The patient’s pre-morbid IQ was estimated to be in the average range of ability which seems to be commensurate with his previous level of functioning, e.g. employment history and leisure time interests. Overall, he scored within the mildly to moderately impaired range for the attention domain. His information processing speed, working memory and some executive functions were reasonably preserved with only occasional subtle deficits. The patient’s score on the Yale-Brown scale was zero which indicates the absence of a obsessive- compulsive disorder. Results from the neuropsychological screening are summarised in the table.

Functional assessment

An occupational therapy assessment was carried out to assess the patient’s performance in real life situations. The patient was completely independent with basic activities of daily living. His safety judgement outdoors was good. However, his slow cognitive processing was evident as he took a relatively long time to make decisions. Repeated assessments did not suggest evidence of impulsivity or risk-taking behaviour.


The clinical presentation of the patient reported here is consistent with hypoxic brain injury. A normal CT head scan does not exclude this diagnosis as abnormalities on CT are found in less than 12% of these patients.14 The patient fulfilled the diagnostic criteria of kleptomania.1 He stole objects that had no value to him and he frequently acknowledged that he committed the theft. His actions had no clear motives and could not be explained by antisocial behaviour or mental illness. However, the clinical features of kleptomania in this patient are different in some ways from those observed in patients with psychiatric co-morbidity.

In contrast to the previously reported cases of post-brain injury kleptomania, our patient did not have the conditions that are usually associated with this disorder, such as a history of pre-existing depressive illness, hypomania, alcohol or substance abuse or treatment with selective serotonin reuptake inhibitors.15 Furthermore, there was no evidence of obsessivecompulsive behaviour in our patient whereas such behaviour would be expected in more than 60% of cases when kleptomania is associated with mental illness.16

The phenomenology and course of symptoms in the patient reported here are also different from those reported in psychiatric patients. Significantly, the patient did not report a sense of irresistible urge to steal or gratification or relief that is usually followed by a sense of guilt after the theft was committed. These are core features of kleptomania in psychiatric patients.

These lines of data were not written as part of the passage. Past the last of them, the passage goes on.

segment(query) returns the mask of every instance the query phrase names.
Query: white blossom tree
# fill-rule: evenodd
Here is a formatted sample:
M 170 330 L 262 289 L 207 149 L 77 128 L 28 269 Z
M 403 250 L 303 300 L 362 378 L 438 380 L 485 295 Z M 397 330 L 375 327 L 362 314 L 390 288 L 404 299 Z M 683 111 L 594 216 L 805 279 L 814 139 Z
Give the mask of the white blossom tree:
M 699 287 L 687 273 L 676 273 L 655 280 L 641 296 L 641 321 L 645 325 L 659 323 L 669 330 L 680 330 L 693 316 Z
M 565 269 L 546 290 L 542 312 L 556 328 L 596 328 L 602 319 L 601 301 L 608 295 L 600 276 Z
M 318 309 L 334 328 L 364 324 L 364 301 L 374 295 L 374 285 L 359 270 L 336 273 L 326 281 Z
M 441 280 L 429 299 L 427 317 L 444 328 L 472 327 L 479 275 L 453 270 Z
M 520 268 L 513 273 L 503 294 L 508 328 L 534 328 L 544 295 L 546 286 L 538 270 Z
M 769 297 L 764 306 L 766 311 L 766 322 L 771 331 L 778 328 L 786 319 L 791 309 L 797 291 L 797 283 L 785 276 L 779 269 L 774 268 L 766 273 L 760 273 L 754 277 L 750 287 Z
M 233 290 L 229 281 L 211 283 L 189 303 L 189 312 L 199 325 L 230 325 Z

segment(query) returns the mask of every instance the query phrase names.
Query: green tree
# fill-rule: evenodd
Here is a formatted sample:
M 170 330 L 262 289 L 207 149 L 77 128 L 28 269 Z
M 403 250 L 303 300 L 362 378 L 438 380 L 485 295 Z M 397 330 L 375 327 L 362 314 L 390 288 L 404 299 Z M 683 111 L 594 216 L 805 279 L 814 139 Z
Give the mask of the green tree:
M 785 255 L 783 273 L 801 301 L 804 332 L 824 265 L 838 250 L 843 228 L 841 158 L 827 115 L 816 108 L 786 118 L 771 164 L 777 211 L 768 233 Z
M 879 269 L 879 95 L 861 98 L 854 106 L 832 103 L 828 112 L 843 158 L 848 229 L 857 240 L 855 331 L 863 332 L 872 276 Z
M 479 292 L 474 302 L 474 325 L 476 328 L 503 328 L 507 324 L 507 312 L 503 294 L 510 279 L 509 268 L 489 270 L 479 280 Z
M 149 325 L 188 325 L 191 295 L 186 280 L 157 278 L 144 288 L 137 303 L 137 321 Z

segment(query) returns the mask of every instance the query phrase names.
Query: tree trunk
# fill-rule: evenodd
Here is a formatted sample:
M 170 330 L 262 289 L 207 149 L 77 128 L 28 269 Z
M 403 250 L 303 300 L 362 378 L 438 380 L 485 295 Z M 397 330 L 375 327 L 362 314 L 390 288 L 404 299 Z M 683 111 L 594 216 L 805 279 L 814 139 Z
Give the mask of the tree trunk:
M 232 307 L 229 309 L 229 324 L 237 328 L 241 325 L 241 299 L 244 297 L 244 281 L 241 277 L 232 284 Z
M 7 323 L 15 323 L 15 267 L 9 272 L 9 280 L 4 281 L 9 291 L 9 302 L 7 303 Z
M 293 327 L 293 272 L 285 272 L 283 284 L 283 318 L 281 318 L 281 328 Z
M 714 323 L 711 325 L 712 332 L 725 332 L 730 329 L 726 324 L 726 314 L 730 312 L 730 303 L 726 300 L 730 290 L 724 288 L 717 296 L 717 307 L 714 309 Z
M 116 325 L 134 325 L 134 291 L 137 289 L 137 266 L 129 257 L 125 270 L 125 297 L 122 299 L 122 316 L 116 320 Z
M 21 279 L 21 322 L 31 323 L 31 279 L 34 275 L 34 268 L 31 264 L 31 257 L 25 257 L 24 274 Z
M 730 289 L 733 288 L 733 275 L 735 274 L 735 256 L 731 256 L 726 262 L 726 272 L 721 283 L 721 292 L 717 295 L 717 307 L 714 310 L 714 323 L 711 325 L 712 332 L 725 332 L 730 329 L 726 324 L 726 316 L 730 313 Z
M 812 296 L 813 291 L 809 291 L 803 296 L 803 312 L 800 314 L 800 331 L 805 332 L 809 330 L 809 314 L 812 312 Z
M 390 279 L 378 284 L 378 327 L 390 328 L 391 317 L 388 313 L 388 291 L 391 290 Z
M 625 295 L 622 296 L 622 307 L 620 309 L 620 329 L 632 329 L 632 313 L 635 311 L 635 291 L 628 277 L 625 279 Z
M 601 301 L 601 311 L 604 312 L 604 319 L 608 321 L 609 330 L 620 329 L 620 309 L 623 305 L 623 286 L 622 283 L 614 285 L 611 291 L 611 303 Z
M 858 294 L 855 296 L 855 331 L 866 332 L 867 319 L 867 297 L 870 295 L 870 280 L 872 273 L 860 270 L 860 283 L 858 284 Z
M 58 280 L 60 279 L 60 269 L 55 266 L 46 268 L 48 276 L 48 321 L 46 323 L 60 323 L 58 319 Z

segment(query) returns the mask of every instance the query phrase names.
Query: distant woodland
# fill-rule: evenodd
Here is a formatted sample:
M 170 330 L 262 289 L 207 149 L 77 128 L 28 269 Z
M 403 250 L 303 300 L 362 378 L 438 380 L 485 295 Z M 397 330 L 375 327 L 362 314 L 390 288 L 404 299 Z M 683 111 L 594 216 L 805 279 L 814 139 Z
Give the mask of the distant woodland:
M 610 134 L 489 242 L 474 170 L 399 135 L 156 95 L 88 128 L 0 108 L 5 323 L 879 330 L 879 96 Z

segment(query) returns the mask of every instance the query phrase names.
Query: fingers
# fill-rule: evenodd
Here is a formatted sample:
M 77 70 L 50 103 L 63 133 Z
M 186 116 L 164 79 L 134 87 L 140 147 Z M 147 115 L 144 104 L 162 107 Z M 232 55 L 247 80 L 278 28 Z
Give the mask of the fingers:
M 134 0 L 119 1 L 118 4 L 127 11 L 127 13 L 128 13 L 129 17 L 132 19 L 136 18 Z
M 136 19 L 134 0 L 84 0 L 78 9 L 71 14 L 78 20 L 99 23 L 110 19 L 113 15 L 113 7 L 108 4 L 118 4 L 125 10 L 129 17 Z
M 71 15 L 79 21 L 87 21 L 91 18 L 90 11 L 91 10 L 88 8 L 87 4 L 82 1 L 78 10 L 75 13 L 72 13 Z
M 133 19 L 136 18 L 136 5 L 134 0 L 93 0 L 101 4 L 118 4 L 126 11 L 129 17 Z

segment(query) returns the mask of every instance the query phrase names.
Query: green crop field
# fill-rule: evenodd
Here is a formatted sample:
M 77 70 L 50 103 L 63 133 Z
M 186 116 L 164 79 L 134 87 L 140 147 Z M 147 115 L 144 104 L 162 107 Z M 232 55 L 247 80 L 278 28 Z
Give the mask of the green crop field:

In addition, on some occasions he denied the theft which could be due poor short term memory.17 On other occasions the patient offered rationalisations to justify the theft by saying that he took things “that other people no longer needed”. In addition, the typical course of kleptomania in those with mental illness is that the theft is repeated over a long period of time and usually does not stop without therapy interventions. This contrasts with the short course and spontaneous recovery in our patient.

The reasons for the above-reported differences in the phenomenology of kleptomania in our patient and that in psychiatric patients is not clear. A possible explanation is the severity and extent of the lesion. Extensive damage to the fronto-orbital lobes and the caudate nucleus and disruption of dopaminergic neurotransmission have been demonstrated in cases of persistent ICDs18,19 and the location and extent of damage to these structures appear to correlate with antisocial behaviour, decision-making deficits and risk-taking.20 The mild and transient cognitive deficits in our patient and the normal CT head scan suggest limited brain damage. Further observations are required to elucidate the aetio-pathogenesis of kleptomania following brain injury.